6. The method for generating network threat rules based on threat intelligence according to claim 5 is characterized in that, in order to guide the language model used by the intelligent agent to extract API or process call entities in accordance with the API or process call semantic correlation analysis, a corresponding knowledge base is constructed for the intelligent agent, and the knowledge base is a vectorized database that supports the recognition of the language model used by the intelligent agent, and the knowledge base includes semantic descriptions of network operations and API or process calls corresponding to the semantic descriptions of network operations; after providing the filtered network threat intelligence block to the language model used by the intelligent agent, the filtered network threat intelligence block is vectorized as a query, and the language model used by the intelligent agent matches the topk results most similar to the vectorized query from the knowledge base, and predicts the candidate API or process calls to be voted based on the topk results.

7. The method for generating network threat rules based on threat intelligence according to claim 5 is characterized in that the extraction of threat techniques and tactics from the second type of entities requires configuring a prompt dictionary in the intelligent agent, wherein the prompt dictionary contains a mapping between API or process calls and threat techniques and tactics in the first type of entities, and a mapping between threat techniques and tactics and API or process calls.
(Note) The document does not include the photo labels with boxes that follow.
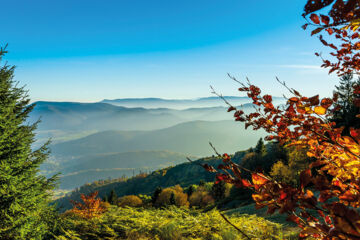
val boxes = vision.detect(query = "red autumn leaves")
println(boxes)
[204,79,360,239]
[303,0,360,75]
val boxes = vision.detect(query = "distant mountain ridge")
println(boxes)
[51,120,264,159]
[101,96,283,110]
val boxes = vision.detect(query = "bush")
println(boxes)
[55,206,287,240]
[189,187,215,208]
[117,195,143,207]
[155,185,189,207]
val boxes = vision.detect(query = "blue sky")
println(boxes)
[0,0,337,102]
The language model used by the intelligent agent extracts the threat technique and tactic labels corresponding to the API or process call with reference to the prompt dictionary based on the content of the context block and the extracted semantics.

8. The method for generating network threat rules based on threat intelligence according to claim 1 is characterized in that the content of the Sigma rule creation prompt words includes: defining a role: as a network security analysis expert, specifically used to generate Sigma rules from the context of open source network threat intelligence; defining a task: converting the network threat intelligence context containing the following elements into Sigma rules: analysis content describing attack techniques and tactics in open source network threat intelligence; events in open source network threat intelligence grouped by log sources or event sources, and the first and second category entities involved in the events; defining task requirements: all provided event names, IDs, event sources and techniques and tactics corresponding to the events must be used; no key information is allowed to be omitted; each event name only appears in one Sigma rule; extracting details that can be converted into parameters in the network threat intelligence context; merging Sigma rules with the same techniques and tactics; the generated Sigma rules are strictly formatted.
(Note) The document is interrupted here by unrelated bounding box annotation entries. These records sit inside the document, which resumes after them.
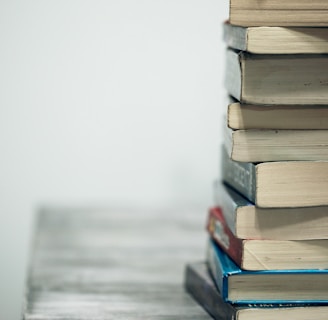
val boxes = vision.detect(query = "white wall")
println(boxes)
[0,0,228,320]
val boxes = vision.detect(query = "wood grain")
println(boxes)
[23,208,210,320]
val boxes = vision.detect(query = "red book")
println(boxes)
[207,207,243,266]
[207,207,328,270]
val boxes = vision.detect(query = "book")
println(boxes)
[225,49,328,105]
[224,126,328,162]
[223,22,328,54]
[207,207,328,270]
[214,181,328,240]
[229,0,328,27]
[184,261,328,320]
[226,100,328,130]
[221,148,328,208]
[207,240,328,305]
9. The method for generating network threat rules based on threat intelligence according to claim 1 is characterized in that, in the process of optimizing the generated sigma rules using the language model used by the sigma rule optimization prompt word control agent, the content of the sigma rule optimization prompt word used includes: merging detection query fields with the same detection query criteria and consistent conditional logic in the sigma rule; and splitting detection query fields with the same detection query criteria but inconsistent conditional logic.
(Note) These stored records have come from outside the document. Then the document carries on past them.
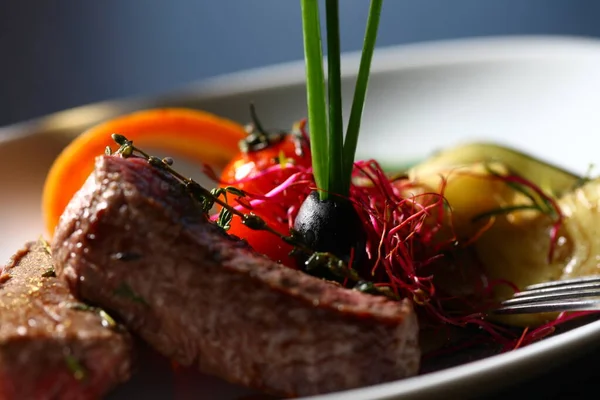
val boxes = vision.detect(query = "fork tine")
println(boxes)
[525,275,600,290]
[502,289,600,306]
[492,299,600,314]
[514,280,600,298]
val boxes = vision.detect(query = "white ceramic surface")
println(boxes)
[0,37,600,400]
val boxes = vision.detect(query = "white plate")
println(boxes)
[0,37,600,400]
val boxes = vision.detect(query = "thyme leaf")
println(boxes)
[106,135,395,304]
[39,236,52,256]
[65,354,87,381]
[113,282,148,305]
[42,268,56,278]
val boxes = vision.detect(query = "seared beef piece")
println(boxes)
[0,242,132,400]
[52,156,420,396]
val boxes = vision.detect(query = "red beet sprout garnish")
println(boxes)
[209,135,582,354]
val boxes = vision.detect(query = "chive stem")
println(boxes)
[343,0,383,190]
[325,0,350,195]
[301,0,330,200]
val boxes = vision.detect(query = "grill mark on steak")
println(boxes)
[0,242,132,399]
[52,156,420,396]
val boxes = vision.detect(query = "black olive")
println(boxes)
[294,192,366,278]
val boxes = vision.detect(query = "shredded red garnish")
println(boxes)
[207,127,596,354]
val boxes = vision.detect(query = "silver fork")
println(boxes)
[494,275,600,314]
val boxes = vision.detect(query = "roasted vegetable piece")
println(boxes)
[42,108,246,235]
[410,143,581,196]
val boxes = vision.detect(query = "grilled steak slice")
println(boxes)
[52,156,420,396]
[0,242,131,399]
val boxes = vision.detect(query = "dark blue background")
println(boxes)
[0,0,600,125]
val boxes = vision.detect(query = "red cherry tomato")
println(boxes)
[221,131,311,268]
[227,216,296,268]
[221,135,311,195]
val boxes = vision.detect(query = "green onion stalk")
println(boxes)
[294,0,383,263]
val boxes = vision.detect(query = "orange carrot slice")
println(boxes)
[42,108,246,236]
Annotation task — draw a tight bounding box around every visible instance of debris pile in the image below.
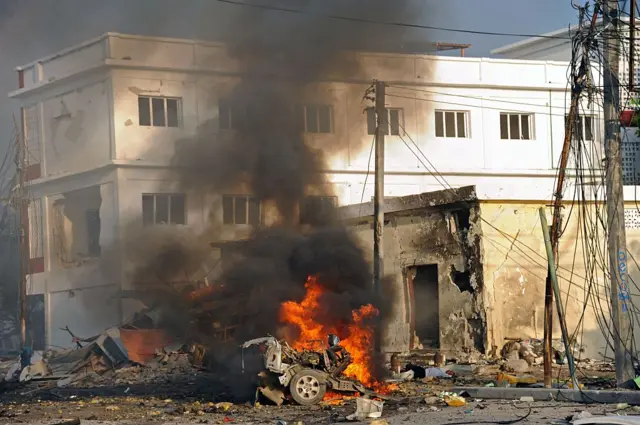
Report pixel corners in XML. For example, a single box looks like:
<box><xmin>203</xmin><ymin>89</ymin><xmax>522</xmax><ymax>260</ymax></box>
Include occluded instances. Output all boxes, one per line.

10. The method for generating network threat rules based on threat intelligence according to claim 1 is characterized in that, in the process of using the sigma rule verification prompt word to control the language model used by the intelligent agent to verify the generated and optimized sigma rules, the content of the sigma rule verification prompt word used includes: referring to the provided sigma rule format to verify whether the format of the generated and optimized sigma rule is true and meets the sigma rule format requirements; referring to the provided open source network threat intelligence to verify whether the metadata in the generated and optimized sigma rule meets the original open source network threat intelligence content; and referring to the provided open source network threat intelligence to verify the accuracy of the conditions in the sigma rule.